Which assessment observation supports a patient’s diagnosis of disorganized schizophrenia?
- A. Reports suicidal ideations
- B. Last relapse was 6 years ago
- C. Consistent inappropriate laughing
- D. Believes that the government is out to get me
Correct Answer: C
Rationale: The correct answer is C because consistent inappropriate laughing is a characteristic symptom of disorganized schizophrenia. This observation aligns with the disorganized behavior and affect commonly seen in this subtype of schizophrenia. Option A is not specific to disorganized schizophrenia. Option B does not directly relate to disorganized symptoms. Option D suggests paranoia, which is more indicative of paranoid schizophrenia rather than disorganized schizophrenia.

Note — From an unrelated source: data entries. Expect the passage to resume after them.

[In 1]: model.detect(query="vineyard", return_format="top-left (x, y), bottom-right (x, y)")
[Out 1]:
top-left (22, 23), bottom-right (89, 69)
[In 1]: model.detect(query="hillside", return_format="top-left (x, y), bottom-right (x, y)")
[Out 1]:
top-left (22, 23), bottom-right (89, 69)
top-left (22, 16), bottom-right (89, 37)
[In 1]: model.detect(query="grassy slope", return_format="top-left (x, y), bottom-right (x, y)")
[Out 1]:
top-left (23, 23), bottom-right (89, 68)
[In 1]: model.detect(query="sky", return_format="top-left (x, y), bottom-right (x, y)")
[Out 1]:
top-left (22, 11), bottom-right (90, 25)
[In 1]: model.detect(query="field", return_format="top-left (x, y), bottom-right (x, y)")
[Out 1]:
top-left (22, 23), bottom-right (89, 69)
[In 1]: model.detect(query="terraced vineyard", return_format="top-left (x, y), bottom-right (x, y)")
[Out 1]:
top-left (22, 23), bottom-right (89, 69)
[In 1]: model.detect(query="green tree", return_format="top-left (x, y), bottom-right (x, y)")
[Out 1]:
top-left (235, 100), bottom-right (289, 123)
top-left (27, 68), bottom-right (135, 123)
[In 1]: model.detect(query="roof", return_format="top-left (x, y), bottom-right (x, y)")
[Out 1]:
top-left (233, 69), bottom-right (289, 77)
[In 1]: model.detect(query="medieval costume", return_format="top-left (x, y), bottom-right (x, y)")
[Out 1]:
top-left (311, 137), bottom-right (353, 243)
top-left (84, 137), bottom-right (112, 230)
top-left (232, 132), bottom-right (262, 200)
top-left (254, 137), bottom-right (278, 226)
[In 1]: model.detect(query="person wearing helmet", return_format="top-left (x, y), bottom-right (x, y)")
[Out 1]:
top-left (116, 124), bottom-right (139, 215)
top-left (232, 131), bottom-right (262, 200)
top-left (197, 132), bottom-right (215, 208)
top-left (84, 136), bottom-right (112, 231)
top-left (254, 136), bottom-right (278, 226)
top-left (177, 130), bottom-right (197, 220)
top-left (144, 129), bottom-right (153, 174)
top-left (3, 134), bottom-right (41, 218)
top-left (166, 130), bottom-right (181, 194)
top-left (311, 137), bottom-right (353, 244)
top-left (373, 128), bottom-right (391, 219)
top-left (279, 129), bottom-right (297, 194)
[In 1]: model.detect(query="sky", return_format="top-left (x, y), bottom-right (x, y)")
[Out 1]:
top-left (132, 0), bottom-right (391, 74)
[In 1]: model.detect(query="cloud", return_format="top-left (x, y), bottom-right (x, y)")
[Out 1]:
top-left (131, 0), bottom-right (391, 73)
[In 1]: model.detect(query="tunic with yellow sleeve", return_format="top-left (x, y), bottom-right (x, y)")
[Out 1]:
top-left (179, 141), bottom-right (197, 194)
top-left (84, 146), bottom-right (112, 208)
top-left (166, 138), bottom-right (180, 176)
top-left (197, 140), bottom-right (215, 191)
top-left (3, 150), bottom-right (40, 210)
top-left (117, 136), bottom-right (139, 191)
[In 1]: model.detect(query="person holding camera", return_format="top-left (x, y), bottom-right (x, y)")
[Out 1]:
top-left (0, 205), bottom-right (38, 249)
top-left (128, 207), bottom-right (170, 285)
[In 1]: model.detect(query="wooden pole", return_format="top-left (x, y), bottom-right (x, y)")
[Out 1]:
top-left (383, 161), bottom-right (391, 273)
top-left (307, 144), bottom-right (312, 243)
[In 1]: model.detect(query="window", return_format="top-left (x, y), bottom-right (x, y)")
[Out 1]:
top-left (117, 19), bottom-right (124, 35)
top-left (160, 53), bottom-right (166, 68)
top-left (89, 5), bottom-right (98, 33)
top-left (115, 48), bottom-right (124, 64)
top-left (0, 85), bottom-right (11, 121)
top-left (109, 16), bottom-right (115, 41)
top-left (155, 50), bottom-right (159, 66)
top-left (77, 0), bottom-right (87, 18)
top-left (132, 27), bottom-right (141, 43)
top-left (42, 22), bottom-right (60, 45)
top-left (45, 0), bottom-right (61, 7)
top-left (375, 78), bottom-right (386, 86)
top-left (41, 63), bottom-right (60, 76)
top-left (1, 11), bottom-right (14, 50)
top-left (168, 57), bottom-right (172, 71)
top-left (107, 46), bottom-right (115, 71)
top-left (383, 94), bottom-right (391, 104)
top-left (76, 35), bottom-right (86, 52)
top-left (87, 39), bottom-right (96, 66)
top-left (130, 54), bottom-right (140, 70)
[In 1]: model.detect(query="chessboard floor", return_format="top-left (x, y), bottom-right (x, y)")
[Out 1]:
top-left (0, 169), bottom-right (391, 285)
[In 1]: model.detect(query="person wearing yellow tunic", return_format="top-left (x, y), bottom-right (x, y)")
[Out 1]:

A nurse plans care based upon the fact that anticipatory grief:
- A. Is associated with fewer expressions of guilt
- B. Prevents development of symptoms of depression
- C. Requires a longer period of time to effect resolution
- D. Prevents development of symptoms of depression
Correct Answer: A
Rationale: The correct answer is A because anticipatory grief allows individuals to gradually accept the impending loss, leading to fewer feelings of guilt. This process helps the individual prepare emotionally and psychologically for the eventual loss, reducing guilt related to not being able to prevent it. Choice B is incorrect because anticipatory grief does not prevent symptoms of depression, but rather helps individuals cope with them. Choice C is incorrect as anticipatory grief does not necessarily require a longer period of time for resolution; it varies for each individual. Choice D is incorrect, as mentioned earlier, because anticipatory grief does not prevent symptoms of depression but helps individuals navigate through them.
Which behaviors are reflective of legitimate phases of a group’s development? Select all that apply.
- A. Stating the goals of the group
- B. Establishing who will assume the leadership role
- C. Inviting family members to attend and provide their input
- D. Feeling safe enough to discuss painful personal situations
Correct Answer: A
Rationale: The correct answer is A because stating the goals of the group is reflective of the forming stage where members clarify the purpose and direction. Choice B is incorrect as determining leadership roles typically occurs during the storming stage. Choice C is incorrect as involving family members is not part of the group development process. Choice D is incorrect as discussing personal situations usually happens during the norming or performing stages, not in the initial forming stage.